Dependency on Inversion Quality: Accuracy depends on DDIM inversion fidelity; strong distribution shifts or non-linear samplers may be a bottleneck.
Signature Security: Secrecy of \(\mathcal{K}=(T,C)\) is a prerequisite; defense against signature leakage or spatial geometric attacks (cropping/rotation) remains unexplored.

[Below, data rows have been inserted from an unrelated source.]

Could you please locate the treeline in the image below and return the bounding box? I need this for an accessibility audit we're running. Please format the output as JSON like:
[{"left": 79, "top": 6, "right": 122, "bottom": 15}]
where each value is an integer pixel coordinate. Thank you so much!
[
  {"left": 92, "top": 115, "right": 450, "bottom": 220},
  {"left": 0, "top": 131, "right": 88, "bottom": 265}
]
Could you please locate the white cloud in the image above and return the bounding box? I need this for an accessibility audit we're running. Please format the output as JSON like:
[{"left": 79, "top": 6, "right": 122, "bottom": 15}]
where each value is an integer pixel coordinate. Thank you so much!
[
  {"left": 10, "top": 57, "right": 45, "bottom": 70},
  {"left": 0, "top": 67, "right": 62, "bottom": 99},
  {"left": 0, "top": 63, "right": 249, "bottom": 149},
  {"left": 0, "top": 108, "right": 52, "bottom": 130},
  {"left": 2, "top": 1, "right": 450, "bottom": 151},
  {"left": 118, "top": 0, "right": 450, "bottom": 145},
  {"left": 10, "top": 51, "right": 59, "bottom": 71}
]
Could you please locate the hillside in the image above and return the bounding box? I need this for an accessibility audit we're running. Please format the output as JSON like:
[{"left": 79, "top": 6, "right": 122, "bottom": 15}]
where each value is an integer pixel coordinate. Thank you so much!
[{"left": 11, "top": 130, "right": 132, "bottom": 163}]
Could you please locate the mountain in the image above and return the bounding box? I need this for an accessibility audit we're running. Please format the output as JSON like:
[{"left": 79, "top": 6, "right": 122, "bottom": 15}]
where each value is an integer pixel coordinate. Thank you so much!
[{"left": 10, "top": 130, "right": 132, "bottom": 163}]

vs. Gaussian Shading: Both are lossless. However, Gaussian Shading requires per-image keys; Ours uses a fixed signature matrix that maintains losslessness even when fixed, with higher adversarial robustness.
vs. PRC Watermark: Both use fixed keys. PRC relies on heavy cryptographic decoding (slow, capacity-limited); Ours uses linear algebra (fast, high capacity).
vs. Tree-Ring/RingID: These embed frequency patterns limited to "presence" detection; Ours supports 512-bit user-level provenance and is statistically undetectable.

Rating¶

Novelty: ⭐⭐⭐⭐⭐ Uses spherical \(t\)-designs and polar decomposition to reframe lossless watermarking as geometry.
Experimental Thoroughness: ⭐⭐⭐⭐ Covers fidelity, undetectability, and efficiency, though some geometric attacks are less emphasized.
Writing Quality: ⭐⭐⭐⭐ Clear theoretical chain and modular description.
Value: ⭐⭐⭐⭐⭐ Achieves losslessness, high efficiency, and robustness simultaneously—highly valuable for AIGC provenance.